New Covid strain caused a 200% spike in infections in a week which led to the government imposing new draconian restrictions
- Worst-hit area was Rochford, Essex, where cases increased by 207 per cent
- Elsewhere in Essex, Castle Point saw a 183 per cent rise, from 182 cases to 516
- Infections in some London boroughs have increased by nearly 150 per cent
The draconian new restrictions imposed last night were drawn up after the number of people carrying the coronavirus more than trebled in a week.
The rapid rise in areas which were last night plunged into new tier 4 measures is said to be down to a new virus strain, which was first announced on Monday.
Last night Sir Patrick Vallance, the Government’s chief scientific adviser, warned: ‘The virus has taken off – it’s moving fast.’
The restrictions will apply in London, Kent, Essex, Buckinghamshire, Berkshire, Surrey, Gosport, Havant, Portsmouth, Rother and Hastings, all of which were previously in tier 3.
Epidemiologist John Edmunds, a member of the Government’s Scientific Advisory Group for Emergencies (Sage) said: ‘This is the worst moment of the epidemic because of the extraordinary infectivity of the new strain.’
Last night Sir Patrick Vallance, (pictured) the Government’s chief scientific adviser, warned: ‘The virus has taken off – it’s moving fast’
He added: ‘This strain has been increasing exponentially during the lockdown and during the tier 3 restrictions that Kent and other parts of the South East have been under.
‘Although the lockdown was enough to bring cases down elsewhere, it was not enough to stop this strain from spreading rapidly. We will need much more severe measures to bring the incidence down.
‘Worse than that, we are starting from a very high incidence already with hospitals stretched and NHS staff under strain. It is a very perilous situation.’
Analysis show that the worst-hit area was Rochford, Essex, where the number of cases increased by 207 per cent, from 180 to 533 in a week. Elsewhere in Essex, Castle Point saw a 183 per cent increase, from 182 cases to 516, and Epping Forest recorded a spike of 140 per cent.
Infections in some London boroughs have increased by nearly 150 per cent.
Richmond saw cases spike by 148.4 per cent, Enfield 109.5 per cent, Lewisham 137.5 per cent, Hammersmith and Fulham 130 per cent, Southwark 117.2 per cent, Sutton 118.9 per cent and Lambeth 152.3 per cent.
The number of people in Kent catching the virus has also soared. There was a 118 per cent increase in Sevenoaks, with 942 cases, up from 431, while Swale has the most cases in the county with 1,127.
Big increases have been recorded in commuter-belt towns such as Woking in Surrey with 327 infections recorded up to December 14.
Cases in West Berkshire rose by 149 per cent, from 149 cases to 244, while infections in Rother spiked by 123 per cent.
The rapid rise in areas which were last night plunged into new tier 4 measures is said to be down to a new virus strain, which was first announced on Monday
Mole Valley, which lies at the heart of Surrey, mid-way between London and the Sussex coast, more than doubled its figures from 70 to 177 cases, and Reigate and Banstead saw a 132 per cent increase.
Professor Chris Whitty told a Downing Street briefing yesterday that there had been a ‘really dramatic’ increase in the proportion of cases seen with the new variant.
Screening tests suggest that in the South East of England, 43 per cent of the virus was now the new variant, in the East it was 59 per cent and in London 62 per cent. The new strain is thought to have spread along a corridor from Kent to London, before seeding in the capital and then spreading to the Home Counties via commuter routes. The Office for National Statistics estimated that 567,300 people had Covid last week, up from 481,500 seven days earlier.
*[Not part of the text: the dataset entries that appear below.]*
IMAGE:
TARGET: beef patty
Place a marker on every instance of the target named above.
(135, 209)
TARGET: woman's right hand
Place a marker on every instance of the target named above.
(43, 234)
Tracey Crouch, Tory MP for Chatham and Aylesford in Kent, responded to the latest surge by tweeting: ‘I feel quite down (personally & professionally) about tougher restrictions… but I also understand why this has happened.
‘Our local hospitals have reached capacity, the virus and its new variant is rife in our community. Focus must be on vaccine rollout.’
Tudor Price, deputy chief of Kent Invicta Chamber of Commerce, said the new restrictions for the county were ‘disappointing but not surprising’. He said: ‘It’s the worst of all possible situations from a business point of view but understandable from a public health point of view. I am extremely empathetic towards those businesses that now have to close.’
Conservative MP Sir Roger Gale, whose constituency North Thanet is also in Kent, said: ‘It is very hard but if we are to enjoy Christmas and at the same time stay safe, it is vital that everyone sticks to the restrictions that have been announced this afternoon.
‘The alternative will be a truly dangerous and terrible start to 2021.’